Picking the right shot while playing can get quite complicated.  If you really think about it, you will never get two identical shots in any given round.  Consider the fact that there are so many variables to consider in order to hit your next shot; yardage, elevation, wind speed and direction, lie and pin position just to name a few.

I find that many golfers make decisions that add stress to their game.  They pick low percentage shots or pick shots that they have never even tried before.  They shoot at pins because that’s what they think they are “supposed” to do and not what they know they can do.

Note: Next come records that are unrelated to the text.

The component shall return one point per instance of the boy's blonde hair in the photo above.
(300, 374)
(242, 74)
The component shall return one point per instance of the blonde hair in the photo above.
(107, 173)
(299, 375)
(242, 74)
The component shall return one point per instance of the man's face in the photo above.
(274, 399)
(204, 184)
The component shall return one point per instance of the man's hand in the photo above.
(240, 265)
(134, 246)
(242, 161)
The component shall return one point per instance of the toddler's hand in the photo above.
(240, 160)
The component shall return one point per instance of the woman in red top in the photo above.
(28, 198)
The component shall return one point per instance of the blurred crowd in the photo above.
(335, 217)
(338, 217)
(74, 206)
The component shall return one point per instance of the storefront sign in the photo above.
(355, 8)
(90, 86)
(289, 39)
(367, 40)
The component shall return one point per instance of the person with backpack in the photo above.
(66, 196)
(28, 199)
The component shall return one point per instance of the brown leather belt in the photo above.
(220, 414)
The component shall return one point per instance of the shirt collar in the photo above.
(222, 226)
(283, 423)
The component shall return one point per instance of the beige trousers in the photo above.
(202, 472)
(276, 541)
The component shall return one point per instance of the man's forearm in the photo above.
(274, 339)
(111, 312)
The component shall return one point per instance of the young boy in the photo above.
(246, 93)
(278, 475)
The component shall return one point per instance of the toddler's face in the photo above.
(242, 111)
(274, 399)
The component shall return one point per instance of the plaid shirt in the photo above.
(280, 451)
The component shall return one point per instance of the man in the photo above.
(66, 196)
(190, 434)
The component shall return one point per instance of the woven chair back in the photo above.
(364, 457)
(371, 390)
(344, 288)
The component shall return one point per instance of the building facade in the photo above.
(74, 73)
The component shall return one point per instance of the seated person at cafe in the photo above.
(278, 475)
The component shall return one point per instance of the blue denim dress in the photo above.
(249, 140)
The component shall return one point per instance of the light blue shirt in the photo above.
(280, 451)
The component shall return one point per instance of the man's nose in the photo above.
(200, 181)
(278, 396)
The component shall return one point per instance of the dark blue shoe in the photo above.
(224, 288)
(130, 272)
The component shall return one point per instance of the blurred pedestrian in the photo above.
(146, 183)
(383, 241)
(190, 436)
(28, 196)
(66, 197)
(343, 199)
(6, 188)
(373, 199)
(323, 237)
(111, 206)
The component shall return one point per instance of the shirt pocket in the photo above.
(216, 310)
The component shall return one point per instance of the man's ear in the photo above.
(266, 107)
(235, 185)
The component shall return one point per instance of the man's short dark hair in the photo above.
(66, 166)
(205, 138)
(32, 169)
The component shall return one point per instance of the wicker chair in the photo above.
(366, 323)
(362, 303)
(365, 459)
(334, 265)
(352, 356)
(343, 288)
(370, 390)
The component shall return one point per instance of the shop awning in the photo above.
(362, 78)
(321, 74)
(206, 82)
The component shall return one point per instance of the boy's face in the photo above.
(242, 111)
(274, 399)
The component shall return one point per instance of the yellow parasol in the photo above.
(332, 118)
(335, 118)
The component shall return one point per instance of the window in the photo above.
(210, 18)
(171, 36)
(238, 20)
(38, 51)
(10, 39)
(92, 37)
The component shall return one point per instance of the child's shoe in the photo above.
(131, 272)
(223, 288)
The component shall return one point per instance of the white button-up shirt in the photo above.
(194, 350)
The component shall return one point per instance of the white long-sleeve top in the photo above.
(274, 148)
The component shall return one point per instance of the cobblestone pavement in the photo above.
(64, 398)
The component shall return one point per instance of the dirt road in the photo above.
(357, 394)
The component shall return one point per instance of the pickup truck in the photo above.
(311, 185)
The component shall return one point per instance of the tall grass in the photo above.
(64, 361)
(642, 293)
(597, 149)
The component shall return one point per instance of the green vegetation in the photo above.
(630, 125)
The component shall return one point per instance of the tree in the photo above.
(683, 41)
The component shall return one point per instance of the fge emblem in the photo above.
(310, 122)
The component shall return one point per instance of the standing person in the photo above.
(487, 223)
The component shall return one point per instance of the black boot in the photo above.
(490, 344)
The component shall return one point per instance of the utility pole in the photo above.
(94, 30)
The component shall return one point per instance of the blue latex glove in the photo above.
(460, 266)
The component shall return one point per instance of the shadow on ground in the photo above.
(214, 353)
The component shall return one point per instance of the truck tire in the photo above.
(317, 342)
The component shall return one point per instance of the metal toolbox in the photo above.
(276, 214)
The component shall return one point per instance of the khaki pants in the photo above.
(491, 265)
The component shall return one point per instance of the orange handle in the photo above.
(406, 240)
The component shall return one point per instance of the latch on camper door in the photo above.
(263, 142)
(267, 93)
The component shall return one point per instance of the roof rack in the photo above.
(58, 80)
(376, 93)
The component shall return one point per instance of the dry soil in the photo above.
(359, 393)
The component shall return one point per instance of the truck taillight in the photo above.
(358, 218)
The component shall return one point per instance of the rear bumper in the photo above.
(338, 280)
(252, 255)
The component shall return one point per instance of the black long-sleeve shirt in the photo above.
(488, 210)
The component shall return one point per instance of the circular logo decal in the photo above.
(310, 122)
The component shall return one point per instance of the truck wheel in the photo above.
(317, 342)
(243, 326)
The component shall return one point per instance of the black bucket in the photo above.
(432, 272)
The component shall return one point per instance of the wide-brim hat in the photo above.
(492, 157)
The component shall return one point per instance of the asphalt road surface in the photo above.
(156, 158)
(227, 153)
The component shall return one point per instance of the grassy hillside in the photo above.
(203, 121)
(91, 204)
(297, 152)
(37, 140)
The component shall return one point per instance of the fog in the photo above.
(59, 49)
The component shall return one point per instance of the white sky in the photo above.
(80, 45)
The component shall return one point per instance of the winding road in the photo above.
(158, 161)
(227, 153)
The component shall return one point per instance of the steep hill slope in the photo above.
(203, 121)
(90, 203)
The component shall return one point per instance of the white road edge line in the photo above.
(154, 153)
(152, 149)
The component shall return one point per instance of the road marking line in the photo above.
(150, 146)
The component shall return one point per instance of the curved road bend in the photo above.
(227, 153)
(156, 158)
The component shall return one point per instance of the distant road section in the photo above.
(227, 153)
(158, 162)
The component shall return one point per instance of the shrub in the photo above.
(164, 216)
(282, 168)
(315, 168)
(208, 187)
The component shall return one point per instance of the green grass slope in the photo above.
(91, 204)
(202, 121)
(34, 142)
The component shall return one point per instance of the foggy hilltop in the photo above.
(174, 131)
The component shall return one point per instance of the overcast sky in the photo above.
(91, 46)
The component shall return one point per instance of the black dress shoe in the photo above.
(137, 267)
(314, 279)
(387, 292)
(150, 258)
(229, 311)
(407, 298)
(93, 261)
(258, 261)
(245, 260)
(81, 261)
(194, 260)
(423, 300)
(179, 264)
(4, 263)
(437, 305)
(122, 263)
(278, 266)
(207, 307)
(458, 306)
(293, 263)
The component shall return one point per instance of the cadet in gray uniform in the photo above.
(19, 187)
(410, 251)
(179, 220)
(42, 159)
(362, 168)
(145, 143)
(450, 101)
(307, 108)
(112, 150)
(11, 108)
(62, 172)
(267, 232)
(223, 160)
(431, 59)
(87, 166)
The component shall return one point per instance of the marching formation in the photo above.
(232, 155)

So, how do you go about picking the right target?  Here are a few steps to follow:

  1. Determine distance of shot you are tring to hit. This is important off the tee as the average golfer usually tries to hit their drives as far as possible.  Tour players tend to play towards an area in the fairway that will set them up for an easier shot into the green.  They look for a shorter landing area and would settle for a longer approach shot into the green if it would mean a flatter lie.  Make sure you factor in elevation changes, wind speed and wind direction when you are determining distance.
  2. Know your carry distance for every club. This is especially important when you are trying to carry a hazard off the tee or a greenside bunker.  Knowing how far each club in your bag carries will help you in selecting a club as well as give you the confidence to make the shot.
  3. Not every flag should be aimed at. There are times when aiming for the middle of the green is a prudent play.  Many have heard of “sucker pins,” but many people still take dead aim at them hoping to pull off the miracle shot.  Tour players rarely take aim at the pin unless they have a wedge in their hands.  Most of the time, they are looking at targets that would give them the best birdie putt opportunity.  Normally, they are looking for a target that would allow them to play their best shot shape and enable them to swing with full confidence.
  4. When in doubt, play to the middle. Playing to the center of the green is always a good idea.  A good rule of thumb is to place the ball in between the pin and the center of the green.  That way, you are always giving yourself a little wiggle room if you hit a less than perfect shot.